A week after District Court Judge Joy Hamilton found a retired factory worker guilty of misdemeanor charges, she dismissed similar charges against 66-year-old Douglas Ryder and 71-year-old Vicki Ryder of Durham on Friday.
Hamilton didn't give a reason for dismissing the charges at Friday's hearing. She dismissed trespassing charges and failure to disperse charges at the close of the state's case. The judge waited until after the defense put on its evidence to dismiss charges accusing the Ryders of violating building rules.
Hamilton was brought out of retirement to handle the massive load of cases.
The Ryders, who were tried together on Friday, each took the stand and elaborated on why they were part of the demonstration in early May.
Douglass Ryder, a Vietnam veteran who moved to North Carolina almost two years ago with his wife, said he joined the demonstrators May 6 because he was concerned about new policies and laws adopted by the Republican-led General Assembly.
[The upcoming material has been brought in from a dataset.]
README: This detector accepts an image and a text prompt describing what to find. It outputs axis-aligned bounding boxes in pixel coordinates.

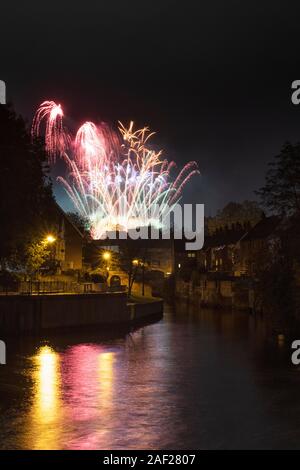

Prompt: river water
[0,305,300,449]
"I went to bring voice to the voiceless," Ryder said, rejecting prosecution assertions that he went inside the Legislative Building on May 6 with the intention of being arrested.
So far, only about two dozen protesters have taken Wake District Attorney Colon Willoughby up on his offer to defer prosecution in exchange for community service. Charges against a journalist swept up in the police dragnet were dismissed.
That leaves more than 900 people with charges still pending, potentially setting the stage for months of trials.
About 30 protesters were in court with the Ryders on Friday awaiting their trials, but because the Ryders' case took all day, those trials were rescheduled for Oct. 28.